Dass es an jedem Einzelnen liegt, wie er der Veränderung begegnet und was er daraus macht. Jeder muss seine Weichen selbst stellen, selbst entscheiden, ob er den Mut hat, etwas Neues auszuprobieren oder nicht. Wir als Verband unterstützen die Firmen dort, wo man allein nicht weiterkommt. Wir setzen Impulse, vernetzen usw.
Unsere Branche ist sehr krisenerprobt und so habe ich auch die Mitglieder in den vergangenen Monaten erlebt: überlegt und trotzdem agil. Das «Heute» hat uns doch sehr stark vor Augen geführt, ob wir als Unternehmerinnen und Unternehmer in der Vergangenheit unsere Hausaufgaben gemacht haben oder nicht.
Wie war der Austausch mit den Mitgliedern in dieser Zeit?

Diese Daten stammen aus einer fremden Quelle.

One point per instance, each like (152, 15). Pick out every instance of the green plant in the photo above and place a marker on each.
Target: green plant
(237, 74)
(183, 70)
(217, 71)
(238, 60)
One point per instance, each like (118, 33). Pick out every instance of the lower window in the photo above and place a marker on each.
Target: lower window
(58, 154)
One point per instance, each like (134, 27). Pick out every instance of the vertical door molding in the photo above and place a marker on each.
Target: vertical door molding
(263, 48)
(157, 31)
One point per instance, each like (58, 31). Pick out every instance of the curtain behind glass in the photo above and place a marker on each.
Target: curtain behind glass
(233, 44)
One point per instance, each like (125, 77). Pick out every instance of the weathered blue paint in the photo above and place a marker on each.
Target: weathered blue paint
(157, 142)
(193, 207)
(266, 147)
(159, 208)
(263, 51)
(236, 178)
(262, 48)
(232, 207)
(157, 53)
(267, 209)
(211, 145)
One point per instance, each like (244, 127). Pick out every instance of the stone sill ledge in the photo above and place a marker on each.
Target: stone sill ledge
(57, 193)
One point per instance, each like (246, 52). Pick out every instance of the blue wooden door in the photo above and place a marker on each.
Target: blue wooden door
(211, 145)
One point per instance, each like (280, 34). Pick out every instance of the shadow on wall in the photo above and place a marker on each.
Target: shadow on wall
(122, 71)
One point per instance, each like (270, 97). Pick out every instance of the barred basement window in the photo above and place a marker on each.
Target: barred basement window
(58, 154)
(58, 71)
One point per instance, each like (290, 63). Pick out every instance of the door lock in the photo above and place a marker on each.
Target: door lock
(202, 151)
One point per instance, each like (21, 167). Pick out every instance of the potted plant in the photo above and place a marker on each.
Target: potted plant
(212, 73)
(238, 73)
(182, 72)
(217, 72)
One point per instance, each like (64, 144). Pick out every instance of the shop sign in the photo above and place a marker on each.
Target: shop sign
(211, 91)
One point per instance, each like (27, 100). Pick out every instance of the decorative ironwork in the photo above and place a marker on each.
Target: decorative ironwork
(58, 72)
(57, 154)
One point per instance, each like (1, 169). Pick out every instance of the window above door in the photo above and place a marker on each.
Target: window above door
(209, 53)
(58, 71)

Peter Flückiger: Normalerweise treffen wir uns mit den Mitgliedern in den Firmen, bei Veranstaltungen oder in thematischen Arbeitsgruppen und tauschen uns über aktuelle Themen aus. Das alles fiel im Lockdown komplett weg. Dennoch war die Interaktion grösser als je zuvor. Mein Team und ich waren permanent im Austausch mit den Mitgliedern. Aufgrund der komplett neuen und sich schnell verändernden Rechtslage hatten wir täglich mehrere Dutzend Anfragen zu Kurzarbeit, Schutzkonzepten, Normen für Schutztextilien oder Schwierigkeiten bei der Zollabfertigung. Gefreut hat mich, dass auch Firmen unsere Beratung und Informationen gesucht haben, die sich vorher wenig mit dem Verband auseinandergesetzt haben.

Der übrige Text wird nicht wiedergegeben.